2. ACID. Right now, if a server fails while committing a write transaction that involves multiple nodes (via postgres_fdw or some other foreign data wrapper), you might end up with the transaction committed on some nodes but not others. There's a patch for that, but it didn't make it into PostgreSQL 11. Similarly, we'd really like to have MVCC snapshots that span the entire cluster, so that if you start and commit a transaction T1, a subsequently-started transaction T2 will either see T1 as committed on every node or as not-committed on every node. Several attempts have been made to solve this problem - most recently by Stas Kelvich. I think these are quite difficult problems, and many of the solutions proposed to date have notable disadvantages, but I don't think the problems are intractable. Another, related area that also needs attention is global deadlock detection.

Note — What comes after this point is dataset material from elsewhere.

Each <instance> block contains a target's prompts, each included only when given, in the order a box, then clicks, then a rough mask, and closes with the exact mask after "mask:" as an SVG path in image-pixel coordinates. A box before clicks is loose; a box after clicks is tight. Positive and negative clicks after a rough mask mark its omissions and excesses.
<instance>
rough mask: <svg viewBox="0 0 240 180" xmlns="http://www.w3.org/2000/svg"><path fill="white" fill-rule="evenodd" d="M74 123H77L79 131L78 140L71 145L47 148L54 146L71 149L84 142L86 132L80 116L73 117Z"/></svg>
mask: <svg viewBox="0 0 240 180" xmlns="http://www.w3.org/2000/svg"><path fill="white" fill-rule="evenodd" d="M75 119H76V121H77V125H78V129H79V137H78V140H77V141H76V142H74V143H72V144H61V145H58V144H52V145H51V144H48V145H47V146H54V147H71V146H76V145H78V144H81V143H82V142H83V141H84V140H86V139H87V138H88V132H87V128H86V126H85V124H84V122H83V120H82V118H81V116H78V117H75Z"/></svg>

3. Provisioning and Management. It will be nice to be able to set up partitioned tables with foreign partitions, create matching tables on the remote side, configure some sort of global transaction manager to provide MVCC semantics, and run queries that are well-optimized and return results quickly. However, getting it all working may be more manual than many users would prefer. Some thought needs to be given to making it easier to set up and configure, and also to issues such as backup and failover in a distributed environment.
I don't think it's possible to identify a strict priority order between these items. A few years ago, I took the position that pushdown capabilities were more important than anything else. A system that lacks good provisioning tools and ACID semantics may still get used if it is fast enough; a system that is too slow will not be useful regardless of anything else.
In light of the development already completed, though, the situation seems less clear. If you happen to be using queries that are well-handled by the pushdown capabilities in v11, further development in that area may not seem like a high priority, but if not, it may seem like the top priority. Similarly, if you are mostly running queries against static data, or against a data set where there are new bulk loads but no modification of existing data, or if your alternative is a NoSQL solution that doesn't even deliver ACID semantics on a single node, then you might not care very much about ACID semantics across nodes; but if you're running a highly transactional workload that relies on those semantics for correctness, you probably care a great deal. Finally, if you're an expert PostgreSQL DBA, or have some really good tools to help you out, provisioning and management may not seem unreasonably difficult; if you're new to PostgreSQL, or at least to this area, you may have no idea where to start.
I don't believe that anyone has a complete vision of what a built-in sharding feature for PostgreSQL should look like just yet. Certainly, I don't. At some point, perhaps a point not too far from now, the project may reach a point where such a vision is absolutely indispensable to further progress. It's not too soon to start thinking about what that vision ought to be. At the same time, even without such a vision, a great deal of progress has been made. I think we are close to achieving critical mass, and I'm looking forward to seeing what the future holds.